Chronic obstructive pulmonary disease (COPD) is a chronic condition characterised by progressively worsening reduction of airflow through the lungs. People with COPD are prone to sudden episodes where their symptoms become worse (e.g. persistent increase in shortness of breath and changes in mucous volume and consistency) and oxygen levels may fall. Initial treatment during these episodes, when patients are being transported to hospital, usually includes oxygen. However, delivering too much oxygen to these patients may cause a rise in the level of carbon dioxide that can eventually lead to a reduced breathing rate and possibly stop their ability to breathe at all.
This review aimed to investigate if oxygen therapy delivered at different concentrations based on patient needs would be less harmful, more harmful, or make no difference when compared to a control group using high-flow oxygen.
To investigate this question we looked for randomised controlled trials (RCTs), these are studies in which people involved have an equal chance of receiving the treatment or comparator. We were interested in trials that compared different flow rates (concentrations) of oxygen delivered in an ambulance to people being transferred to hospital because of sudden worsening of COPD symptoms.
Only one study was found that addressed the review question. The study randomised participants to either have titrated oxygen (oxygen therapy delivered at different concentrations tailored to patient needs in order to keep the levels of oxygen in the blood between 88% and 92%) or high-flow oxygen (oxygen therapy delivered at a consistently high concentration).
There were fewer deaths (two people) in the group that received titrated oxygen, compared to the control group using high-flow oxygen delivered at eight to ten litres per minute using a mask (11 people).
Certainty of evidence
Due to inclusion of only one study, and the small number of deaths that occurred, our confidence in the size of the difference between the two treatments is limited. We judged the evidence to be of low certainty.
The one included study found that delivering individually tailored oxygen concentrations to people when they are being transported to hospital with sudden worsening of COPD, reduces the risk of death compared to using a consistently high concentration of oxygen. However, the body of evidence is too small to confidently claim that titrated oxygen is less harmful and more effective than high-flow oxygen in this group of people across the board.
This plain language summary is current to September 2019.
The one included study found a reduction in pre/in-hospital mortality for the titrated oxygen arm compared to the high-flow control arm. However, the paucity of evidence somewhat limits the reliability of these findings and generalisability to other settings. There is a need for robust, well-designed RCTs to further investigate the effect of oxygen therapies in the pre-hospital setting for people with AECOPD.
Chronic obstructive pulmonary disease (COPD) is a global leading cause of morbidity and mortality, characterised by acute deterioration in symptoms. During these exacerbations, people are prone to developing alveolar hypoventilation, which may be partly caused by the administration of high inspired oxygen concentrations.
To determine the effect of different inspired oxygen concentrations ("high flow" compared to "controlled") in the pre-hospital setting (prior to casualty/emergency department) on outcomes for people with acute exacerbations of COPD (AECOPD).

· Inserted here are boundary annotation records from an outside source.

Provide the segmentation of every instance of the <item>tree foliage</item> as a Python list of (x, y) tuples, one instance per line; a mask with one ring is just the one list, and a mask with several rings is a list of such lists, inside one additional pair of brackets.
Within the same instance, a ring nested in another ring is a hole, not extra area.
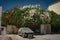
[[(48, 15), (46, 15), (48, 14)], [(5, 17), (9, 15), (9, 20)], [(43, 16), (43, 17), (42, 17)], [(41, 23), (50, 23), (53, 26), (60, 26), (60, 15), (53, 11), (40, 8), (39, 5), (26, 5), (15, 7), (2, 14), (2, 24), (16, 25), (17, 27), (40, 27)]]

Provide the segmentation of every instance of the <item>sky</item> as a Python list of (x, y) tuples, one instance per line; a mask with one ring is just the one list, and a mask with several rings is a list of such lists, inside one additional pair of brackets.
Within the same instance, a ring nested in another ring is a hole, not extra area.
[(38, 4), (42, 8), (47, 9), (48, 6), (55, 2), (56, 0), (0, 0), (0, 6), (2, 6), (2, 10), (8, 10), (15, 6), (23, 6), (23, 5), (35, 5)]

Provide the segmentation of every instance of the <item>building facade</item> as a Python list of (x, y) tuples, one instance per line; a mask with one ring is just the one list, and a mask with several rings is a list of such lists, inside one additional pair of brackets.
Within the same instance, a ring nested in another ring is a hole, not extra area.
[(57, 0), (56, 2), (52, 3), (51, 5), (49, 5), (48, 10), (49, 11), (54, 11), (57, 14), (60, 15), (60, 0)]

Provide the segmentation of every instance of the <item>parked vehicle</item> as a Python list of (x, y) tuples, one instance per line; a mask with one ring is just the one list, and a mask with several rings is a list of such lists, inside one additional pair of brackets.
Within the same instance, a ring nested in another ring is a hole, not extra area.
[(30, 28), (24, 27), (18, 30), (18, 35), (22, 36), (23, 38), (33, 38), (33, 31)]

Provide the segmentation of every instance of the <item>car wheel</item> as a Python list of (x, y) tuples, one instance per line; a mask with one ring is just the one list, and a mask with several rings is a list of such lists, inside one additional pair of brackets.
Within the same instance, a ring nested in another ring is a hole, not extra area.
[(33, 38), (33, 34), (28, 34), (28, 38), (29, 39)]
[(25, 38), (25, 34), (22, 34), (22, 37)]

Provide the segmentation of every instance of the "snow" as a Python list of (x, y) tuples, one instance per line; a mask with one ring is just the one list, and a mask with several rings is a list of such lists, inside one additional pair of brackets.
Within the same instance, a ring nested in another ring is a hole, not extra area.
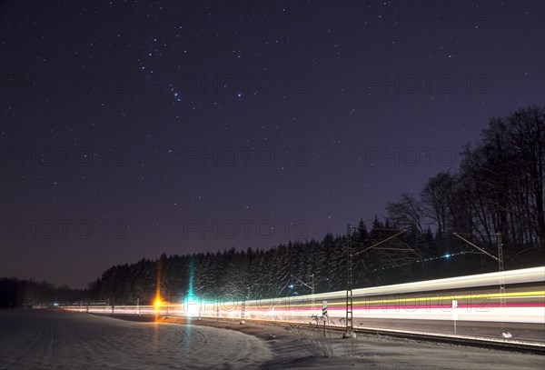
[[(545, 356), (377, 335), (179, 317), (0, 311), (0, 368), (542, 369)], [(322, 336), (321, 336), (322, 337)], [(320, 344), (322, 341), (322, 345)], [(325, 345), (331, 357), (321, 357)]]
[(255, 368), (272, 353), (233, 331), (66, 312), (0, 312), (0, 368)]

The Cochrane Airways Group Specialised Register, reference lists of articles and online clinical trial databases were searched. Authors of identified randomised controlled trials (RCTs) were also contacted for details of other relevant published and unpublished studies. The most recent search was conducted on 16 September 2019.
We included RCTs comparing oxygen therapy at different concentrations or oxygen therapy versus placebo in the pre-hospital setting for treatment of AECOPD.

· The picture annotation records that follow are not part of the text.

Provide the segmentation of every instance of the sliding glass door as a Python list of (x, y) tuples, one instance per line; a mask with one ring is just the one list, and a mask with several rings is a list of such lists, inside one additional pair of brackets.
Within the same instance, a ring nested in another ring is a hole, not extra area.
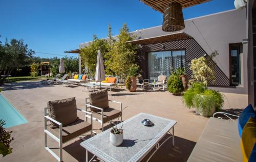
[(185, 50), (164, 51), (148, 53), (148, 78), (152, 81), (159, 75), (169, 77), (172, 70), (185, 68)]

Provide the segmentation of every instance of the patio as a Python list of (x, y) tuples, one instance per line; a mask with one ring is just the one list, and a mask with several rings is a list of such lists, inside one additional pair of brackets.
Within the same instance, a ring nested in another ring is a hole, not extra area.
[[(6, 86), (2, 94), (19, 111), (28, 122), (8, 129), (13, 131), (12, 136), (14, 140), (11, 145), (13, 152), (4, 158), (0, 157), (0, 160), (56, 161), (44, 148), (44, 107), (49, 100), (75, 97), (77, 107), (84, 109), (84, 99), (88, 97), (88, 93), (82, 92), (83, 89), (78, 86), (47, 86), (39, 82), (14, 83)], [(224, 106), (225, 109), (242, 109), (247, 105), (247, 95), (223, 94), (226, 97)], [(168, 91), (138, 90), (136, 92), (131, 93), (126, 90), (120, 90), (109, 91), (109, 94), (110, 99), (122, 102), (123, 107), (125, 108), (123, 120), (143, 112), (177, 121), (175, 126), (175, 146), (172, 146), (172, 140), (169, 140), (150, 161), (186, 161), (208, 120), (195, 115), (192, 110), (184, 107), (181, 97), (174, 96)], [(84, 118), (82, 114), (79, 114), (78, 116)], [(94, 129), (100, 128), (99, 123), (94, 122), (93, 124)], [(105, 126), (105, 130), (111, 126)], [(94, 131), (100, 131), (98, 129)], [(57, 143), (51, 138), (49, 140), (50, 147), (57, 148)], [(77, 138), (64, 145), (64, 161), (84, 161), (85, 150), (80, 145), (81, 142)]]

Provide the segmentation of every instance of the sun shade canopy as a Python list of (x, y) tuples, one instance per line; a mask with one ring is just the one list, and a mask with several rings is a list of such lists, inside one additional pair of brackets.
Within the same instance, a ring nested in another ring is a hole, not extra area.
[(132, 43), (133, 44), (147, 44), (190, 38), (193, 38), (193, 37), (187, 34), (181, 32), (168, 34), (157, 37), (130, 41), (126, 42)]
[(185, 8), (192, 6), (202, 4), (211, 0), (140, 0), (147, 6), (151, 7), (153, 9), (163, 13), (165, 6), (171, 2), (176, 2), (180, 4), (182, 8)]

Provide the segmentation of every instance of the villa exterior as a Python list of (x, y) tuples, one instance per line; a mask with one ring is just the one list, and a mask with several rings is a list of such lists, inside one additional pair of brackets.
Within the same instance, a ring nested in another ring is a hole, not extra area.
[[(246, 94), (246, 10), (243, 9), (189, 19), (185, 20), (185, 28), (177, 32), (163, 32), (161, 25), (138, 30), (131, 32), (136, 36), (135, 40), (128, 43), (139, 45), (143, 76), (152, 80), (159, 75), (168, 76), (172, 69), (180, 67), (185, 68), (189, 77), (191, 60), (217, 50), (216, 83), (211, 88)], [(90, 43), (80, 44), (79, 48)], [(79, 53), (79, 49), (67, 52)]]

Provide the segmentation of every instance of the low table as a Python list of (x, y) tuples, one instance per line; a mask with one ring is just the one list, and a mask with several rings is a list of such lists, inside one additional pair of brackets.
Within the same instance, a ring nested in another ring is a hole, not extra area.
[(158, 88), (158, 89), (160, 89), (160, 86), (163, 86), (163, 90), (164, 90), (164, 87), (163, 86), (163, 83), (162, 82), (156, 82), (156, 83), (150, 83), (148, 84), (148, 88), (150, 88), (150, 86), (154, 87), (153, 88), (153, 89), (155, 89), (157, 88), (157, 87)]
[(89, 88), (90, 88), (91, 90), (92, 90), (92, 89), (93, 89), (93, 92), (94, 92), (95, 90), (95, 87), (99, 86), (99, 85), (98, 84), (95, 84), (95, 83), (82, 83), (81, 84), (81, 86), (84, 86), (84, 91), (85, 91), (86, 87), (87, 88), (87, 91), (89, 91)]
[[(145, 119), (151, 120), (154, 125), (143, 125), (141, 122)], [(123, 125), (124, 140), (120, 146), (114, 146), (110, 143), (111, 128), (82, 142), (81, 146), (86, 149), (86, 161), (88, 161), (89, 152), (105, 162), (139, 161), (155, 147), (156, 149), (149, 157), (150, 159), (170, 138), (173, 138), (174, 146), (174, 126), (176, 123), (175, 120), (145, 113), (138, 114), (117, 125), (118, 127)], [(172, 133), (169, 132), (171, 129)], [(159, 144), (168, 132), (171, 136)]]

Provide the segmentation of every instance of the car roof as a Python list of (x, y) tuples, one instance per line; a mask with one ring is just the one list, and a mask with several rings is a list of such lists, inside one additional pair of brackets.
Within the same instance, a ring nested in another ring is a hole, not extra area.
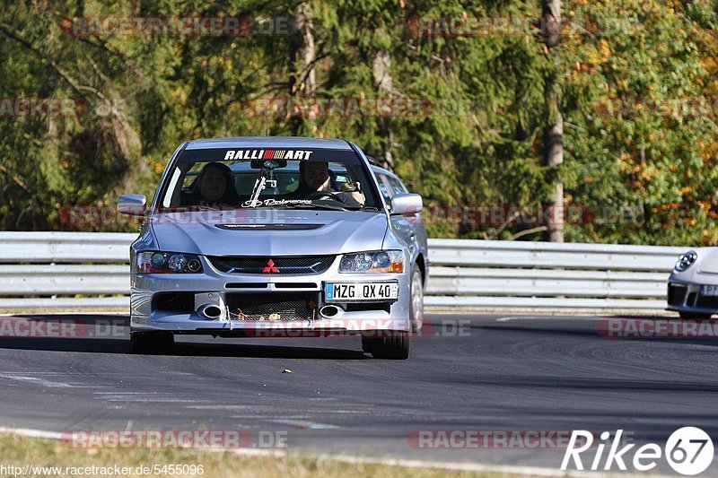
[(235, 138), (195, 139), (188, 150), (221, 148), (311, 148), (351, 151), (349, 143), (341, 139), (304, 138), (300, 136), (240, 136)]

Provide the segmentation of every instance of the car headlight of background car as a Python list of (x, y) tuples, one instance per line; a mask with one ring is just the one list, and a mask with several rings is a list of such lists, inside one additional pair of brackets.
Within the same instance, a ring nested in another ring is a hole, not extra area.
[(688, 252), (681, 255), (681, 256), (679, 257), (679, 261), (676, 263), (674, 268), (678, 272), (682, 273), (683, 271), (693, 265), (693, 263), (696, 262), (696, 259), (697, 258), (698, 255), (696, 254), (694, 251), (689, 250)]
[(400, 250), (380, 250), (345, 254), (339, 263), (340, 273), (401, 273), (404, 253)]
[(137, 254), (138, 274), (199, 274), (202, 263), (194, 254), (179, 252), (140, 252)]

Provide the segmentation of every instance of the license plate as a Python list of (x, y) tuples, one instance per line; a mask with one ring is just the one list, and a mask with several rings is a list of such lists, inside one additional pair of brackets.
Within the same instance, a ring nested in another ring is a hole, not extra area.
[(701, 295), (718, 296), (718, 285), (702, 285)]
[(328, 282), (324, 288), (325, 300), (396, 300), (398, 298), (397, 282)]

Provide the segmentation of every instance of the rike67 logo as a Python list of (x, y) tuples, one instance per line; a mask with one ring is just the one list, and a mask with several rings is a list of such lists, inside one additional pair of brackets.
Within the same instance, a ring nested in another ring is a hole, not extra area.
[[(628, 461), (631, 456), (629, 452), (635, 447), (635, 444), (629, 443), (619, 448), (621, 445), (625, 444), (625, 442), (622, 443), (622, 436), (623, 430), (617, 430), (613, 435), (613, 439), (611, 439), (610, 432), (601, 433), (589, 469), (597, 471), (601, 467), (603, 452), (606, 448), (609, 448), (609, 451), (603, 462), (602, 469), (604, 471), (610, 470), (614, 464), (619, 470), (626, 471), (627, 469), (626, 463), (628, 462), (633, 465), (634, 469), (646, 472), (655, 468), (658, 460), (665, 456), (668, 464), (677, 473), (695, 475), (705, 471), (713, 462), (713, 440), (699, 428), (683, 427), (677, 430), (669, 437), (663, 448), (655, 443), (643, 445), (633, 451), (633, 458), (630, 462)], [(581, 454), (593, 447), (593, 442), (594, 437), (591, 431), (574, 430), (564, 455), (561, 470), (565, 471), (572, 459), (577, 470), (583, 470)], [(576, 446), (577, 443), (580, 445)], [(583, 458), (591, 458), (590, 453), (585, 453)]]

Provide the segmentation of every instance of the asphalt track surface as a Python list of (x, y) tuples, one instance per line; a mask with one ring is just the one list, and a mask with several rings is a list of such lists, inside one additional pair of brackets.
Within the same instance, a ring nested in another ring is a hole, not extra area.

Two review authors independently assessed trial quality and extracted data. The primary outcome was all-cause and respiratory-related mortality.

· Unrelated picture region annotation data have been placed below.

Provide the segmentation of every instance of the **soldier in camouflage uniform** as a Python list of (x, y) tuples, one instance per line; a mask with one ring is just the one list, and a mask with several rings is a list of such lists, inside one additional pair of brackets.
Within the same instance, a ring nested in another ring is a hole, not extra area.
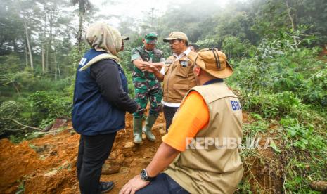
[[(158, 43), (157, 34), (154, 32), (147, 32), (142, 41), (143, 46), (133, 48), (131, 54), (131, 61), (134, 65), (133, 84), (135, 87), (136, 101), (141, 107), (133, 114), (135, 143), (141, 143), (142, 141), (142, 131), (148, 140), (155, 141), (155, 136), (151, 133), (151, 129), (161, 110), (162, 98), (162, 90), (160, 82), (153, 73), (146, 71), (148, 65), (154, 65), (161, 69), (165, 63), (162, 51), (155, 48)], [(150, 110), (146, 124), (142, 129), (142, 119), (148, 99), (150, 101)]]

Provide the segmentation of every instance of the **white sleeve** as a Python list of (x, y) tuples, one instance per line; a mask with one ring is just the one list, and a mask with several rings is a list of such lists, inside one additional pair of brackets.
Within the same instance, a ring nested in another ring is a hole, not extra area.
[(161, 70), (160, 70), (160, 73), (161, 73), (162, 75), (165, 75), (165, 65), (164, 65), (164, 66), (162, 67), (162, 68), (161, 68)]

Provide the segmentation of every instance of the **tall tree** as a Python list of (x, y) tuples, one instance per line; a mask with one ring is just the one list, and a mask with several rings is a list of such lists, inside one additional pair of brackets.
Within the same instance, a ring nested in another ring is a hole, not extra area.
[(70, 0), (72, 6), (78, 4), (78, 15), (79, 17), (79, 22), (78, 25), (77, 32), (77, 45), (78, 51), (82, 51), (82, 34), (83, 32), (83, 18), (86, 11), (91, 8), (92, 5), (89, 0)]

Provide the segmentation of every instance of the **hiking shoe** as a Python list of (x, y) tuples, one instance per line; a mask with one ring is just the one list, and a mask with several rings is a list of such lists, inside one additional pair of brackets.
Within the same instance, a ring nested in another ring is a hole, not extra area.
[(113, 189), (115, 183), (113, 181), (100, 182), (99, 190), (101, 193), (105, 193)]

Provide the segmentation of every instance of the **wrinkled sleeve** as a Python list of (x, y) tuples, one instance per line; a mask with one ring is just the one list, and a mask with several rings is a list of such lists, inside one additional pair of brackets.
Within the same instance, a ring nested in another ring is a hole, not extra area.
[(122, 110), (135, 112), (137, 104), (124, 91), (117, 65), (112, 60), (101, 60), (91, 66), (91, 76), (105, 100)]
[(133, 48), (131, 51), (131, 62), (133, 63), (133, 60), (140, 58), (141, 56), (139, 51), (136, 48)]

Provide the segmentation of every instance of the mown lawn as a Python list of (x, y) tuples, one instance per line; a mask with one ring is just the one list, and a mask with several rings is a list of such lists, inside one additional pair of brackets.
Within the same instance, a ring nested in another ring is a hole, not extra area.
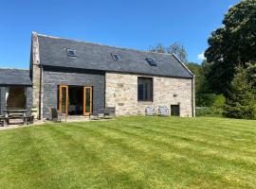
[(0, 188), (255, 188), (256, 121), (120, 117), (0, 131)]

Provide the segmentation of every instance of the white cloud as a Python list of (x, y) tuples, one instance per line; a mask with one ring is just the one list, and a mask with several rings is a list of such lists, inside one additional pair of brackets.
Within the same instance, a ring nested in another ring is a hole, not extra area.
[(204, 60), (206, 59), (204, 54), (205, 54), (205, 51), (197, 55), (197, 60), (201, 61)]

The search identified a total of 824 citations; one study was identified for inclusion and two studies are awaiting classification. The 214 participants involved in the included study were adults with AECOPD, receiving treatment by paramedics en route to hospital. The mean age of participants was 68 years.
A reduction in pre/in-hospital mortality was observed in favour of the titrated oxygen group (two deaths in the titrated oxygen group compared to 11 deaths in the high-flow control arm; risk ratio (RR) 0.22, 95% confidence interval (CI) 0.05 to 0.97; 214 participants). This translates to an absolute effect of 94 per 1000 (high-flow oxygen) compared to 21 per 1000 (titrated oxygen), and a number needed to treat for an additional beneficial outcome (NNTB) of 14 (95% CI 12 to 355) with titrated oxygen therapy. Other than mortality, no other adverse events were reported in the included study.
Wide confidence intervals were observed between groups for arterial blood gas (though this may be confounded by protocol infidelity in the included study for this outcome measure), treatment failure requiring invasive or non-invasive ventilation or hospital utilisation. No data were reported for quality of life, lung function or dyspnoea. Risk of bias within the included study was largely unclear, though there was high risk of bias in domains relating to performance and attrition bias. We judged the evidence to be of low certainty, according to GRADE criteria.